Acknowledge uprising, Yunus's key advisor tells India
"This (recognition) is the first thing to start with. Bypassing the July uprising, the foundation of new Bangladesh will be detrimental to the relationship of both (the) countries.
DHAKA: India should unequivocally recognise the July-August uprising, which toppled prime minister Sheikh Hasina's regime, to start bilateral ties afresh, a key aide of Bangladesh's interim government said on Wednesday.
In a Facebook post, Mahfuj Alam -- considered a de facto minister in the interim government and a key leader of Bangladesh's Anti-Discrimination Students Movement -- noted that the Indian establishment tried to portray the uprising as something militant, anti-Hindu, and an Islamist takeover and asked India to change the Post '75 playbook and realise the new Bangladesh realities.
"This (recognition) is the first thing to start with. Bypassing the July uprising, the foundation of new Bangladesh will be detrimental to the relationship of both (the) countries.
"Indophiles, or Indian allies in this part of Bengal were thinking that things were going to cool down and bypassing the July uprising and the fascist's atrocities would not cost them anything, Alam wrote.
It was Alam's organisation that that led widespread protests against Hasina's Awami League-led government over a controversial job quota system starting mid-July resulting in toppling the five-term prime minister. Three days after Hasina fled to India on August 5, Muhammad Yunus, a Nobel laureate, took over as the chief adviser of the interim government.
The tension between the two neighbours simmering since August 5 aggravated further with the arrest of the Hindu monk Chinmoy Krishna Das last week.
"It's a wrong idea.

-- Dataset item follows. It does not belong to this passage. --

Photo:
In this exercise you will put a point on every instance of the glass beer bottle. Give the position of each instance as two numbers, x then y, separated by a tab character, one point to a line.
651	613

People are watching everything!" said Alam, whom Yunus introduced to former US president Bill Clinton as the brain behind the whole revolution and amazingly planned July-August mass upheaval at a function of Clinton Global Initiative in New York in September.
Alam's Facebook statement headlined 'On India and its relationship with Bangladesh' said the Indian establishment tried to portray the uprising as something militant, anti-Hindu, and an Islamist takeover. But their propaganda and provocation are failing.

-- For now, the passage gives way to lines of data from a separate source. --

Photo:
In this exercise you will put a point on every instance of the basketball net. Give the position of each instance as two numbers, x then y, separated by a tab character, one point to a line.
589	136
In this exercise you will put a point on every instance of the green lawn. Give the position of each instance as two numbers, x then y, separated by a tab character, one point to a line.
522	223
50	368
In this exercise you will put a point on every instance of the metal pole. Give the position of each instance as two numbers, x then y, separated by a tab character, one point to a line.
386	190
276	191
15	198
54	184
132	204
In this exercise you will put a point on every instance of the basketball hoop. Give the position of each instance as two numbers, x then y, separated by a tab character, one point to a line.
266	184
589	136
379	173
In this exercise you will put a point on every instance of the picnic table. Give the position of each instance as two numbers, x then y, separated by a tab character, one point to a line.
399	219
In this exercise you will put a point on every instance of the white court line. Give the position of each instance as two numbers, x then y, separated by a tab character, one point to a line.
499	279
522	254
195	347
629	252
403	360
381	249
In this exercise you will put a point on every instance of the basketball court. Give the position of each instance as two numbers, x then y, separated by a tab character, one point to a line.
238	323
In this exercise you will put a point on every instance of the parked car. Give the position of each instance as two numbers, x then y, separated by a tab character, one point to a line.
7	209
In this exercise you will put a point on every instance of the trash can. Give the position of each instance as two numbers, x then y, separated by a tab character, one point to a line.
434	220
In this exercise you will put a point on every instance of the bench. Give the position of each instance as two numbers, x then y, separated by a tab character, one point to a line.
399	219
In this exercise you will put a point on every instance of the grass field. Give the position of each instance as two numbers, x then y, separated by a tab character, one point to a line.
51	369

"India should change the Post '75 playbook and realise the new Bangladesh realities," he wrote in an apparent reference to the August 15, 1975 military coup that had toppled the post independence Awami League government of the country's founding leader Bangabandhu Sheikh Mujibur Rahman.
The putsch killed the leader, deposed premier Hasina's father, along with most of his family members.
Alam, considered by many as the main ideologue of the interim government, said the current Bangladesh scenario is not like a post-75-like situation as the July uprising was about a democratic, generational, and responsible struggle.
And, this struggle will continue for a long period, he added.
Alam's comments came as Dhaka-Delhi relations witness a major strain with India expressing concerns over exposure of Bangladesh's Hindu community to fright, a notion which Bangladesh vehemently opposed.